Per quanto mi riguarda, la prima esperienza in questo campo è nata molti anni fa in Trentino, a Mis Sagron uno dei comuni più piccoli e sconosciuti d’Italia, dove ancora oggi la neve non cade firmata. La base è semplice; un canestro appeso ad una recinzione (basso e sgangherato), 2 palloni, un gruppo di bambini di varie età e di varie provenienze, un istruttore.
E’ nato per necessità più che per scelta, era impossibile divedere i bambini per età visto il numero esiguo, era impossibile anche pretendere un campo vero. Quel canestro, quei due palloni ci erano stati dati e con questi occorreva arrangiarsi.
Da queste premesse è nata un’esperienza che è durata parecchi anni e che ha lasciato un segno profondo in chi ha partecipato. Non un segno sportivo, non si sono creati campioni, neppure mezzi campioni. Nessuno ha fatto basket agonistico.
Si è creato Altro. Un gruppo, un gruppo vero.
All’interno di quella comunità locale, si è verificato uno scatto di coesione sociale. A distanza di più di 20 anni, queste relazioni continuano… tra i partecipanti, tra le famiglie dei corsisti.
Ho provato molti anni dopo a replicare lo spirito di questa avventura. E’ avvenuto in una scuola di Giussano che si è mostrata interessata e disponibile alla sperimentazione di qualche cosa di diverso, a provare a dare allo sport una coloritura diversa.
Sono ormai 2 anni che il progetto “è solo un gioco, è solo un sogno” raduna quasi 50 bambini di età, vissuti, provenienze geografiche differenti.
L’idea di base è quella che grazie all’esca del gioco-sport, provare a promuovere e di favorire la socializzazione, la coesione l’inclusione sociale.
Per questo motivo è difficile definire che cosa sia davvero questo progetto e questo perché si muove su una linea di confine, si articola su una zona che si potrebbe definire di prossimità: non è infatti un progetto di sport, non è neppure uno progetto di gioco. E’ tutte e due insieme e allo stesso tempo nessuno dei due. E’ un progetto che ibrida lo sport e il gioco con la socialità.
Un progetto che tenta di annodare singolarità e alterità, nel senso più ampio del termine. Un processo che generi integrazione sociale. Vera.
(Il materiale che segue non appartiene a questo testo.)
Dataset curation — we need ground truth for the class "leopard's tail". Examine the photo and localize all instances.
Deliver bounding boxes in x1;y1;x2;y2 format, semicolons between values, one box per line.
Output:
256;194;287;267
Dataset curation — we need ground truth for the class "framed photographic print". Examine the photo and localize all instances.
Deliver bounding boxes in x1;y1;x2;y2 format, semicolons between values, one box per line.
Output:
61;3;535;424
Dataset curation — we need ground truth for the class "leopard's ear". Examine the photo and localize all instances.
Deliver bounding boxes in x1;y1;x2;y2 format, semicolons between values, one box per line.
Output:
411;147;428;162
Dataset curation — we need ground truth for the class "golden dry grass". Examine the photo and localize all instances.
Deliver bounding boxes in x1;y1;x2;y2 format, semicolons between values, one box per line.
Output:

Questa è la scommessa di questo “sogno”: avvicinare dei bambini e le loro famiglie per sviluppare – attraverso il gioco sport – processi di community care per consentire un’inclusione e una valorizzazione di tutti i soggetti coinvolti. Attraverso un piccolo progetto di gioco-sport si mira cioè a concretizzare alcune linee guida individuate già dalla legge 328/2000 e ribadite con maggior precisione dalla Regione Lombardia nel nuovo Piano Socio-Sanitario.
Il progetto si svolge in tre gruppi di massimo 15 partecipati (si sono saturati in pochi giorni i 45 posti disponibili) all’interno della palestra della scuola elementare per favorire l’accoglienza dei bambini più piccoli.
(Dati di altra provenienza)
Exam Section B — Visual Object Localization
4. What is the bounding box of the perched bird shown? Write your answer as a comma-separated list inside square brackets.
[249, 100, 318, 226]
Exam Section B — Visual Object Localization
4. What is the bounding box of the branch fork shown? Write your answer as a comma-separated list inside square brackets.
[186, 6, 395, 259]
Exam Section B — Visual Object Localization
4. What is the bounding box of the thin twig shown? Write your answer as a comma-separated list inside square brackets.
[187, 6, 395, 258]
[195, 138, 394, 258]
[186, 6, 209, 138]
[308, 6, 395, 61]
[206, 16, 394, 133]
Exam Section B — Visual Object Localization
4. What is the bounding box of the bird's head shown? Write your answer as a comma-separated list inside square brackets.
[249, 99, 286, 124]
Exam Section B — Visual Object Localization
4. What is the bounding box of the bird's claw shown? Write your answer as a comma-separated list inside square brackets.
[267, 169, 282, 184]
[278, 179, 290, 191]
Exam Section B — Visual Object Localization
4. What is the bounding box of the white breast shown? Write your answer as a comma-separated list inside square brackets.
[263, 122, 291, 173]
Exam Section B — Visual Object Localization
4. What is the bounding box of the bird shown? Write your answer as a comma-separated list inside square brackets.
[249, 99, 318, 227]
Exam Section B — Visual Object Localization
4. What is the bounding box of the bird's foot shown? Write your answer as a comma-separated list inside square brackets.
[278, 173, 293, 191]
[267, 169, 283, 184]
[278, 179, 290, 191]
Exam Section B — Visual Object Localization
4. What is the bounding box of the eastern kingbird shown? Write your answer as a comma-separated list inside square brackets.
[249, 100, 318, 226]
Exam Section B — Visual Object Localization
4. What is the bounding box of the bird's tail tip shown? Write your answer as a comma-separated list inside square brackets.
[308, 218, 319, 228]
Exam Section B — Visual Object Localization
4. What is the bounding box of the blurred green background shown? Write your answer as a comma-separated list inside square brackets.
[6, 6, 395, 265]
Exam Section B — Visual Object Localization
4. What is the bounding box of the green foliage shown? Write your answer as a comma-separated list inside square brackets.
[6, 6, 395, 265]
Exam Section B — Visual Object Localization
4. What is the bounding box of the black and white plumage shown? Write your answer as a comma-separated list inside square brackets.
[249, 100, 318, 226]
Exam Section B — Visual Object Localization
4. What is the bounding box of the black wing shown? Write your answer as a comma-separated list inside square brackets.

L’attenzione all’aspetto socializzante e il tenere al livello minimo consentito l’aspetto agonistico consente a tutti i bambini, anche a quelli che trovano poco spazio e fanno fatica ad emergere nelle attività agonistiche o semi-agonistiche di soddisfare il proprio bisogno di scarica motoria in un contesto di competizione bassa, ottimo per non alimentare processi ansiogeni. In questo modo si ha la possibilità di porre attenzione a tutti, anche a coloro che non hanno un talento sportivo eccezionale, ma che come tutti necessitano di momenti di attività fisica.
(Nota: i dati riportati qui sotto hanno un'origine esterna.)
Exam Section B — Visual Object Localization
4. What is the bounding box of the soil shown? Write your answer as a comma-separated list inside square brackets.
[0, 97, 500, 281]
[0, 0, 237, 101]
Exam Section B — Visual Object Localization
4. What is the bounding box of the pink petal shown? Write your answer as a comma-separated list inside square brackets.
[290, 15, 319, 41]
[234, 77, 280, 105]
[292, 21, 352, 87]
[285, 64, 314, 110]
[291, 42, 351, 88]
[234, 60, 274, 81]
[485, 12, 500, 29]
Per questo motivo il gruppo – diretto dall’educatore – è fortemente impostato per rispondere ad una logica inclusiva, nel quale le specifiche (sia i talenti, sia i limiti) di ogni singolo partecipante dovranno essere inglobate e valorizzate dal gruppo.
All’interno del corso, oltre alle attività di gioco che insegnino i rudimenti della pallacanestro si mettere particolare attenzione al fare sperimentare gli allievi con le regole e le limitazioni sono solo dello sport ma anche della vita di gruppo.
Ogni anno viene steso dal gruppo dei partecipanti, insieme all’allenatore/educatore un regolamento interno al quale tutti si debbono attenere. In questo modo si spinge ogni bambino a portare qualche cosa di sé e di confrontarlo con il resto del gruppo.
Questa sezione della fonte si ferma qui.